Q: Besides that grant, you are financial similar to other districts in the state?
A: Well, to some extent we spend money differently. Like any program, we have “stagnant” funding sources, like the state-funded pre-school at $22/day/child, etc. We don’t do Head Start – that’s a whole separate thing, where we’d have to apply and be managed by OC HS, and take hours out of the classrooms for HS compliance. When state pre-school became available, we switched over (before my time) – HS is difficult.
And then there is our fee-based slot revenue, and we’re really intentional about how we use those funds. We are allowed to set funds aside for “economic uncertainty” and that gives us some flexibility, which is what you need to change anything. Basically, all funding sources support their particular program – and we work within the district system to stay flexible.
Q: This includes professional development?
A: Yes.
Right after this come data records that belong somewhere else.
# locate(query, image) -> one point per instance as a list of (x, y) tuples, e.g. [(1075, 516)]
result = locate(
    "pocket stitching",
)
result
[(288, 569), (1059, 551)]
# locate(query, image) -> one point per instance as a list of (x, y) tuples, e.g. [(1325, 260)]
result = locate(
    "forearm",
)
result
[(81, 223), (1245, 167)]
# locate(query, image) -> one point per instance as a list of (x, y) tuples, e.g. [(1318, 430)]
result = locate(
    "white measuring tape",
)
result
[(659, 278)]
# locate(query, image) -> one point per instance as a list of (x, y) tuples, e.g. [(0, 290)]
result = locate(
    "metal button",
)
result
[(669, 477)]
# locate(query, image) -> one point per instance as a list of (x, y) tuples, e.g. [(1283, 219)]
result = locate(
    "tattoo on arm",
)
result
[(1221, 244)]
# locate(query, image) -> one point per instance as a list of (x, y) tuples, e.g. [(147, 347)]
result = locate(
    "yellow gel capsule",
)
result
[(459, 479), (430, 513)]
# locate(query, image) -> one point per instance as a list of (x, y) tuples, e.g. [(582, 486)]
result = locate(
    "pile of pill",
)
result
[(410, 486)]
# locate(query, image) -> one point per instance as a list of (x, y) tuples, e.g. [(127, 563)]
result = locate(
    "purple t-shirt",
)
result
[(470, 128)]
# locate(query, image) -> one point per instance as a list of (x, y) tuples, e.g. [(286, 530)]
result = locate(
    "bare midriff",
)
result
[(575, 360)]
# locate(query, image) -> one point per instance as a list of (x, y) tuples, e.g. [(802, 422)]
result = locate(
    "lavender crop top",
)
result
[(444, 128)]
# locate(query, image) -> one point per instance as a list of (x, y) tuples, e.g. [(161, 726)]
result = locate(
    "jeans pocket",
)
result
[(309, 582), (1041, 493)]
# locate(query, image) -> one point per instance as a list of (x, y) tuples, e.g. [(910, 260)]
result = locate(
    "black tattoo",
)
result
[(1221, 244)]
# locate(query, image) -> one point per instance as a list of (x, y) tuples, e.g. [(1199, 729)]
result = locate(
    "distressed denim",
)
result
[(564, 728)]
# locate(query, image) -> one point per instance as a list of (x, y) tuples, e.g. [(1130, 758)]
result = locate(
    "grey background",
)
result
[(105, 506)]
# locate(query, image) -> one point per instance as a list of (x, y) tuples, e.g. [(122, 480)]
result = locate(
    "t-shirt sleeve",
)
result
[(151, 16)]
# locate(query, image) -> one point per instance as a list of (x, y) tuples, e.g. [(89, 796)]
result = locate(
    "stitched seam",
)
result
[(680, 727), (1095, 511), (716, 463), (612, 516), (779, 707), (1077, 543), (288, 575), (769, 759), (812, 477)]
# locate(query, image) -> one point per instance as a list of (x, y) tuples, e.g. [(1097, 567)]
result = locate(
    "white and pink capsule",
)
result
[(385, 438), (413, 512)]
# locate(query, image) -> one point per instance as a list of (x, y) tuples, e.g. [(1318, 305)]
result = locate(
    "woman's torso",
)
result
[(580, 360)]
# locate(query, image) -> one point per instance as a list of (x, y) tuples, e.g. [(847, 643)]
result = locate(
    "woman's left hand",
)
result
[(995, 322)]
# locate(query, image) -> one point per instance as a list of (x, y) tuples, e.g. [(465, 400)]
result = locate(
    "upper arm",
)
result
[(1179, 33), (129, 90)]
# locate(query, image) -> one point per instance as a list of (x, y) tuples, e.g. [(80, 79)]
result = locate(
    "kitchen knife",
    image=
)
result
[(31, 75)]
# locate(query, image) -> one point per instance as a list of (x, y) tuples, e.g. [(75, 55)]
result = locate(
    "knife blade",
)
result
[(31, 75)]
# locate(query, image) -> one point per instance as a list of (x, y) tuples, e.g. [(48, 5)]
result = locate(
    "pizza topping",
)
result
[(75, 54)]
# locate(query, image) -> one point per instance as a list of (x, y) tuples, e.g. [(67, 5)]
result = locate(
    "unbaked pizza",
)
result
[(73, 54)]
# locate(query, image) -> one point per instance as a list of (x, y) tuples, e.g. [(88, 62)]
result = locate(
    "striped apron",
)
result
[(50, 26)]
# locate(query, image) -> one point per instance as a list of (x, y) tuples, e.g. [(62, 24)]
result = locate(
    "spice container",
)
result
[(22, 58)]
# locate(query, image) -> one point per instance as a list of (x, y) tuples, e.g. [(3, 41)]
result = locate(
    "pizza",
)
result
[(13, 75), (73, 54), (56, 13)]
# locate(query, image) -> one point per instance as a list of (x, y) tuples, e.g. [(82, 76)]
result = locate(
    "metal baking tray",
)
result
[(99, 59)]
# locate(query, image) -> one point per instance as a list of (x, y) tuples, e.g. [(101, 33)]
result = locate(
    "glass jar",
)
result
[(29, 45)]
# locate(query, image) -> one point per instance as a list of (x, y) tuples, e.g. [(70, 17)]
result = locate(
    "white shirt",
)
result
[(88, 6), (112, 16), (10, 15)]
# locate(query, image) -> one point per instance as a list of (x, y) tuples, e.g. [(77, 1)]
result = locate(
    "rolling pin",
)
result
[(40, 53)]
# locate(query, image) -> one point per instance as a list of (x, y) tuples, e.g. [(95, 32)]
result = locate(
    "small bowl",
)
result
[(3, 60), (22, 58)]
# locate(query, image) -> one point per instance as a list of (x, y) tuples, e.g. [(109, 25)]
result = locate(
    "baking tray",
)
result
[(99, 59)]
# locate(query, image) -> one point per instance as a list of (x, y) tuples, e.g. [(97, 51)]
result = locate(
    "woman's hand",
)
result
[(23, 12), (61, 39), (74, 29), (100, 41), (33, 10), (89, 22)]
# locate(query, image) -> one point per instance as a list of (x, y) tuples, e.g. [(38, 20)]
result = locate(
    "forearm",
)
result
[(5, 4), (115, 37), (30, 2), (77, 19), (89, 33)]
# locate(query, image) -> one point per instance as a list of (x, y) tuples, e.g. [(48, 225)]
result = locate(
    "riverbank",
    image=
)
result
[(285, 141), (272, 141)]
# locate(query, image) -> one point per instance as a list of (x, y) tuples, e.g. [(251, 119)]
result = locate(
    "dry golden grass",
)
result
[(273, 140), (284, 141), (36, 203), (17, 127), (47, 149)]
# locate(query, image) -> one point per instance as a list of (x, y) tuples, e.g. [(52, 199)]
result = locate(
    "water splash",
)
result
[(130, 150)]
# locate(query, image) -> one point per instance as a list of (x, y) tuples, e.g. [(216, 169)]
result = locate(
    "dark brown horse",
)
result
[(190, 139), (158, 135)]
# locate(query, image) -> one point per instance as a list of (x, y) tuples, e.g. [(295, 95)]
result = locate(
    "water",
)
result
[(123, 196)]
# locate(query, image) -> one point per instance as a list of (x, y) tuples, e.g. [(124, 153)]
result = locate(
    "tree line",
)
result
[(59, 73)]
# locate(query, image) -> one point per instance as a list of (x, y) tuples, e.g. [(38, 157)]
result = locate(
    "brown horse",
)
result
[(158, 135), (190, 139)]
We just know how to stretch a dollar.
Q: How do you stretch a dollar?
A: Well, I had a grandmother who taught me how. Most important, we take advantage of all opportunities. For example, we are part of the State Quality Start Race to the Top program, which has funds for PD and other elements of quality improvement. We have a plan, we always have a specific plan. Our vision and mission are the same, but how get there changes as economic conditions and funding sources change, just the way the educational plan will change with the social norms of different demographic groups or the needs of an individual family.
Q: So how did you decide where your classrooms would be?
A: Of our district’s 17 elementary schools, we have 10 classrooms in 9 schools. It was sort of decided for us: State pre-school is decided by zip code based on demographics. With our Fee-based classrooms, we tried to make it work for parents by putting them at opposite ends of the district, for easier access to the highest number. And of course, it’s really all about available space.
Q: So your budget is fixed –
A: But there is flexibility there – your fees in and your wages are fixed. Other than that, you can make the best of what you have. You need some district support for professional development – but the best stuff at our level is much cheaper that K—12 PD.